Abstract

Guidelines recommend empirical vancomycin or linezolid for patients with suspected pneumonia at risk for methicillin-resistant Staphylococcus aureus (MRSA). Unneeded vancomycin or linezolid use may unnecessarily alter host flora and expose patients to toxicity. We therefore sought to determine if rapid testing for MRSA in BAL can safely decrease use of vancomycin or linezolid for suspected MRSA pneumonia. Operating characteristics of the assay were initially validated against culture on residual BAL. A prospective, unblinded, randomized clinical trial to assess the effect of antibiotic management made on the basis of rapid diagnostic testing (RDT) compared with usual care was subsequently conducted, with primary outcome of duration of vancomycin or linezolid administration.
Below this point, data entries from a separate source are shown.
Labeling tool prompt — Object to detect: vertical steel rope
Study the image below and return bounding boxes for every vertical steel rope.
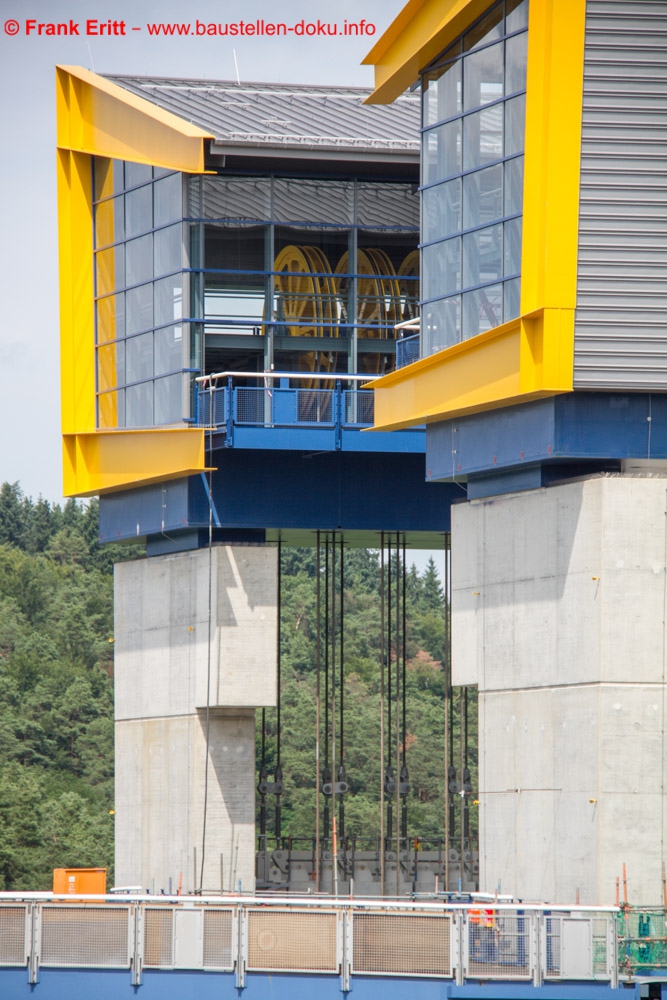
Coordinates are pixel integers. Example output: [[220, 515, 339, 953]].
[[380, 531, 386, 896], [315, 531, 322, 892]]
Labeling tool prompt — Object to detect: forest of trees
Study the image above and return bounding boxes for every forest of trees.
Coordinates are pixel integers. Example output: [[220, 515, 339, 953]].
[[0, 483, 476, 889]]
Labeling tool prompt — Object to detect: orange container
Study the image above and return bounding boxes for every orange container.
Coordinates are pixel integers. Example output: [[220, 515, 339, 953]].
[[53, 868, 107, 895]]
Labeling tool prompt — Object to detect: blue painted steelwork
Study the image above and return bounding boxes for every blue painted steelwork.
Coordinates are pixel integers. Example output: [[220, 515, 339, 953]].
[[100, 452, 454, 547], [396, 333, 419, 368], [426, 392, 667, 485], [0, 968, 652, 1000]]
Secondary end points focused on safety. Sensitivity of RPCR was 95.7%, with a negative likelihood ratio of 0.04 for MRSA. The clinical trial randomized 45 patients: 22 to antibiotic management made on the basis of RDT and 23 to usual care. Duration of vancomycin or linezolid administration was significantly reduced in the intervention group (32h [interquartile range, 22-48] vs72h [interquartile range, 50-113], P< .001). Proportions with complications and length of stay trended lower in the intervention group. Hospital mortality was 13.6%in the intervention group and 39.1%for usual care (95%CI of difference, -3.3 to 50.3, P= .06). Standardized mortality ratio was 0.48 for the intervention group and 1.18 for usual care. A highly sensitive BAL RDT for MRSA significantly reduced use of vancomycin and linezolid in ventilated patients with suspected pneumonia. Management made on the basis of RDT had no adverse effects, with a trend to lower hospital mortality. ClinicalTrials.gov; No. NCT02660554; URL: www.clinicaltrials.gov.